Victoria Cassar had sued the Port Workers Board in 1993, after she was not allowed to fill her father's port worker job when he retired in 1992 because she is a woman

A woman whom the Constitutional Court found to have suffered gender discrimination by not being allowed to inherit her father's port worker job, only to then lose her civil case for damages has filed another court case arguing that the decision to overturn her €800,000 award breached her human rights.

Victoria Cassar had sued the Port Workers Board in 1993, after she was not allowed to fill her father's port worker job when he retired in 1992 because she is a woman, only to learn that her uncle had been accepted to fill her father's position in her stead.

Claiming to have suffered a substantial loss of earnings, the woman demanded damages.

In 2000, the First Hall of the Civil Court in its Constitutional jurisdiction had ordered the Port Workers Board to allow her to register herself as being eligible to be a port worker as from 1992. The Constitutional Court had confirmed the judgment, a year later.
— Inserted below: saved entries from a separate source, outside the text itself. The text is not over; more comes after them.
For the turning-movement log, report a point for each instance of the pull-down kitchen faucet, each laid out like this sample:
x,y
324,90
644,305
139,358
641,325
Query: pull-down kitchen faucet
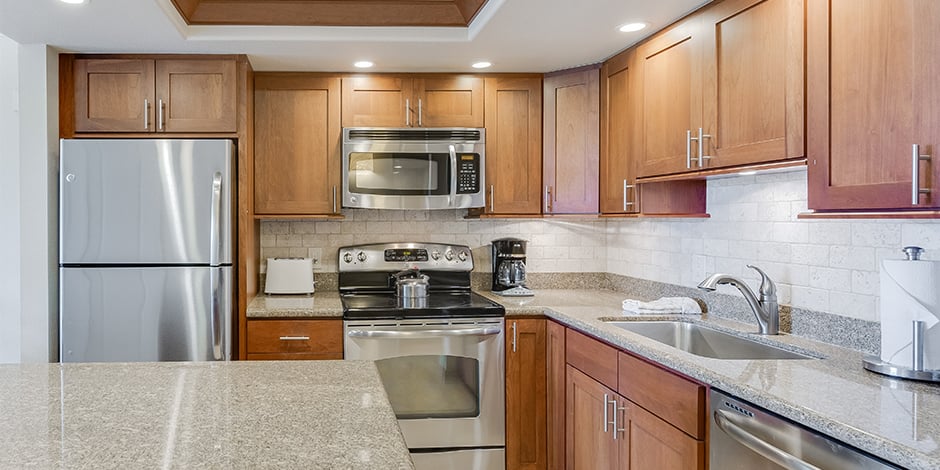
x,y
765,309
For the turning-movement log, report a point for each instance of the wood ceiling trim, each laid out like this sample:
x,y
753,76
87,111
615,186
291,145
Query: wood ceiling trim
x,y
441,13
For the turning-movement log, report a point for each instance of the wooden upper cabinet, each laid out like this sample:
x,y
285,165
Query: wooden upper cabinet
x,y
753,82
871,97
618,193
164,95
513,145
669,72
114,95
195,95
408,101
526,421
297,144
570,155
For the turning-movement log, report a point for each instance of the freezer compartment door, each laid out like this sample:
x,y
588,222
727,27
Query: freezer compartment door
x,y
146,201
145,314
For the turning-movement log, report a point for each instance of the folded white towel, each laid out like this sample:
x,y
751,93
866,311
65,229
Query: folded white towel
x,y
664,305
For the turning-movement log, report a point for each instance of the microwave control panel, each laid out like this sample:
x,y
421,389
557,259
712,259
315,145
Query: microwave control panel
x,y
468,173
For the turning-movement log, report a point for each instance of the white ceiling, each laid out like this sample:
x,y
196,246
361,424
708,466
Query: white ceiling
x,y
515,35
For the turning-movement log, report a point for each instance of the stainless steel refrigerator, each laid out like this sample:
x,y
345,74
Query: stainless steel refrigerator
x,y
145,250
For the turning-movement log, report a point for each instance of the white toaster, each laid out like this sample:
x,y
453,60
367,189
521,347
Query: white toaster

A civil case for the liquidation of damages was then filed and in 2012, awarded her €799,168 in damages.

The Chairman of the Port Workers Board had filed an appeal against the damages awarded and the Court of Appeal had overturned the award, concluding hat the appellant Port Workers Board was not responsible for the damages suffered by the woman.

In an appeal application filed by lawyer Tonio Azzopardi, Cassar is arguing that the appeal judgment was incompatible with that of the Constitutional Court and violates her constitutional right to freedom from discrimination and constituted degrading treatment. The Court of Appeal was obliged to decide the issue according to the decision of the Constitutional Court, he argued.

The appeals court had effectively erased a res judicata, (an unalterable court decision) which in itself is a violation of the right to a fair hearing, argued the lawyer.

Azzopardi argued that the State was liable in tort for the Port Workers Board actions as well as because it had permitted what he described as “this anachronistic discrimination on the basis of gender, ” and for the loss of earnings suffered by the woman.

The court application called on the court to declare that Cassar had suffered a breach of her fundamental human rights, to order that she be given her father's licence with effect from 1992, revoke the May 2017 judgment of the Court of Appeal and order the payment of liquidated damage together with consequential damages and moral damages.

The demand was filed together with a judicial protest filed by Cassar's son Carlo, who argued that he had a legitimate expectation to inherit the port worker licence from his mother and was holding the Minister for Transport, Transport Malta and the Port Workers Board responsible in damages.